A stone obelisk reaches up into the sky in City Cemetery, a weathered marker of the last spot an elderly couple would share together in South Bend’s oldest final resting place. The cemetery was built on land donated by Lathrop Taylor in 1832, making it only a year younger than the city itself. Lathrop himself is buried there, along with Schuyler Colfax, family members of the Studebakers and Powells, and soldiers from the Revolutionary War. But the originally unassuming grave now marked by a pointed stone monument and brass placard is the final resting place of couple Mary & James McKinley, grandparents to former president William McKinley and early settlers to the South Bend region.
Their meandering journey in 1844 took them 311 miles from the town of Lisbon, Ohio, all the way to South Bend’s western edge where they rented acreage and built a homestead. “No one knew for where they were bound nor their purpose in coming,” wrote reporter Lewis in 1921, “Perhaps they themselves had no particular destination in view…Perhaps, then, the love of the wanderlust was their sole reason for coming west” (South Bend News-Times). Already getting on in age at the time of their grand voyage across the midwest, Mary & James made South Bend their home for only a handful of years before both were overcome with typhoid fever. Their tragic love story ends in that home they built together on the edge of town. Mary fell ill first, and James shortly after. For three weeks they were at each other’s sides, constant companions, but on that late summer day, August 20th, 1847, within hours of each other they both faded peacefully from waking life, on their 43rd wedding anniversary.
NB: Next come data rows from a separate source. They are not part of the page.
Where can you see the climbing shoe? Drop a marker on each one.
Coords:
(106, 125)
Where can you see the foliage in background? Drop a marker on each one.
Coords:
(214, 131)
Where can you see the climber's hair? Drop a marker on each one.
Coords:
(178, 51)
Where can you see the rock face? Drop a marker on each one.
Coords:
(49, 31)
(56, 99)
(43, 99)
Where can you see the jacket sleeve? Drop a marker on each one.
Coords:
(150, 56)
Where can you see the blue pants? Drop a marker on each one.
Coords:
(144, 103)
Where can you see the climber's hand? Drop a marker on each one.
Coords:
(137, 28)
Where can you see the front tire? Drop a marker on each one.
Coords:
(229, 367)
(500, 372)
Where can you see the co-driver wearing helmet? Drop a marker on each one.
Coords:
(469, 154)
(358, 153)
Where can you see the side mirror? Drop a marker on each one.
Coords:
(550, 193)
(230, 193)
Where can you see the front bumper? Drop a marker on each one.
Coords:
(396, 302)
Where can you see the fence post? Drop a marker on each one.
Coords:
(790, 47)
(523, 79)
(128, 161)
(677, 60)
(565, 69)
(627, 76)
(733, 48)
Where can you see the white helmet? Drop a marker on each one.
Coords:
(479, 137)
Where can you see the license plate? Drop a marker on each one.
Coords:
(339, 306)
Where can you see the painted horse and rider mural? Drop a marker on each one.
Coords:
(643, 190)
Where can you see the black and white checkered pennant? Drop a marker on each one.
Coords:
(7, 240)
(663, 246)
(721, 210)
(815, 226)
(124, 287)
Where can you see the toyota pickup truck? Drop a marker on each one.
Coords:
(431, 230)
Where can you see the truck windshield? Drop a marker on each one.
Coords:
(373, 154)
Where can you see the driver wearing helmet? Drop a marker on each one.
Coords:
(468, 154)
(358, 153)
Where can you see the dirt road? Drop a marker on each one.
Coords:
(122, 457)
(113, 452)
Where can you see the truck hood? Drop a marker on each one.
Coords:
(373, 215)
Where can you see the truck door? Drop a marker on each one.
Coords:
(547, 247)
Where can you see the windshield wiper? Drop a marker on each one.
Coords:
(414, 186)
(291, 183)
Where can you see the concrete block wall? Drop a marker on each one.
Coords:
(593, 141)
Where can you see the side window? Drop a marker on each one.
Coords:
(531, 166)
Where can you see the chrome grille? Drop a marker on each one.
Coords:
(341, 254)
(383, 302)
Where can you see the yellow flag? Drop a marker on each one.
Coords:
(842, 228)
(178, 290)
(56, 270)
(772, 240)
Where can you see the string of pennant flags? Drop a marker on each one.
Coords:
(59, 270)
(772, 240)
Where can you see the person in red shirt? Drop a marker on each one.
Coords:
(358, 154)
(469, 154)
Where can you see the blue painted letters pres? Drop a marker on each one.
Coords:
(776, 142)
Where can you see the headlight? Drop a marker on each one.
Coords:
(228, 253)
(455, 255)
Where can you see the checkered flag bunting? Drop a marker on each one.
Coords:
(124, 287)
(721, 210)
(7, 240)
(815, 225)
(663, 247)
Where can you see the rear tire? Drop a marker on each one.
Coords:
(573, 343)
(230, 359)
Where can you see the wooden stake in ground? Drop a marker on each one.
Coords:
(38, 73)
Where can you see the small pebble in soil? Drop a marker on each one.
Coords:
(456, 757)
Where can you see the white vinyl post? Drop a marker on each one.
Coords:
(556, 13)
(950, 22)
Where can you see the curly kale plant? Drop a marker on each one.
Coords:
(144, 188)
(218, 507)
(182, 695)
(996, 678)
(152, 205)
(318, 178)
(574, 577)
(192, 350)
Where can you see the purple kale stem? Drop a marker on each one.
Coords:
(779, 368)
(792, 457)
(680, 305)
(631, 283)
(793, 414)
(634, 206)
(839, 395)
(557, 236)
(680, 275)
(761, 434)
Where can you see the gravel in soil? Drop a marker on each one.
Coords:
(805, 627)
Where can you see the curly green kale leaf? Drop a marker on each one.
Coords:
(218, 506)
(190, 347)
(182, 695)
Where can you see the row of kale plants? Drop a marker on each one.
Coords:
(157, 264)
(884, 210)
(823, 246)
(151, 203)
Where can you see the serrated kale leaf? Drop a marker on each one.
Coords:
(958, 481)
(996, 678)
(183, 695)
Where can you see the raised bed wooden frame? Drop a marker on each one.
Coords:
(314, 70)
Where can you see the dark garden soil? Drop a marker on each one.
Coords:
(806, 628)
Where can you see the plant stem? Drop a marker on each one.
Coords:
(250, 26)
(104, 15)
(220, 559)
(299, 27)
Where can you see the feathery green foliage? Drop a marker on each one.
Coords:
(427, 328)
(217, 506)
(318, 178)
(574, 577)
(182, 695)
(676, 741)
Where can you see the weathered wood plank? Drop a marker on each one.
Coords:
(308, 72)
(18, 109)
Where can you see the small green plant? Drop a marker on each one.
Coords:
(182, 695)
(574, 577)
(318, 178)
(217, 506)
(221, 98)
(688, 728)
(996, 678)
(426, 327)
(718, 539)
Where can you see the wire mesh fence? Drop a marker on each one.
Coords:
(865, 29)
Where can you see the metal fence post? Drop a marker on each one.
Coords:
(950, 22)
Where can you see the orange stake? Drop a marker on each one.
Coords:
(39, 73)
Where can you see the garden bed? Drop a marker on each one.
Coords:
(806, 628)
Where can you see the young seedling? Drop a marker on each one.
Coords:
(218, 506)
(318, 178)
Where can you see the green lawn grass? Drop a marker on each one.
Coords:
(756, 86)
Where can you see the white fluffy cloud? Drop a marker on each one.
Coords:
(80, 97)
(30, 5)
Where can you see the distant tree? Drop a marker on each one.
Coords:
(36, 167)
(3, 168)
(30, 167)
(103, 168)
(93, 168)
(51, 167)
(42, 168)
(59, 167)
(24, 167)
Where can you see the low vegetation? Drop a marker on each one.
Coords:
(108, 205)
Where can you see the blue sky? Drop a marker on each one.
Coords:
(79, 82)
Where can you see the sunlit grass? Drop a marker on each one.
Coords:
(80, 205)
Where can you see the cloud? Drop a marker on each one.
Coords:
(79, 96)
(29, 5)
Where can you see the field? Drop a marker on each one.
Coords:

The couple made their mark on the town of South Bend in their own quiet way, leaving behind a “saddened village” at the news of their passing. They were laid to rest side-by-side, as together in the afterlife as they were in their journeys through life and across the wild terrains of the early midwestern frontier. The memorial obelisk can be spotted among other ancient headstones in the cemetery, some speculating that its construction was the first presidential act of William McKinley as a way to honor his grandparents. The monument still stands, a testament to the long, storied life Mary & James shared together and to the hope that love can carry on long after we are laid to rest.


References
City of South Bend Venues Parks & Arts. (2025). City Cemetery. SBPVA.
Schuyler Colfax Chapter Daughters of the American Revolution. (1927). Historic background of South Bend and St. Joseph County in Northern Indiana. Schuyler Colfax Chapter Daughters of the American Revolution, South Bend, Indiana.
Lewis, G. (1921, Oct. 2). McKinley’s grandparents early settlers in St. Joseph County; both died on same day, their wedding anniversary; bodies lie in City Cemetery. South Bend News-Times.
Grave of McKinley’s grand parents in South Bend. (1901, Sep. 14). South Bend News-Times.
Cahill, A. (1935, Aug. 11). May beautify City Cemetery with WPA aid. South Bend News-Times.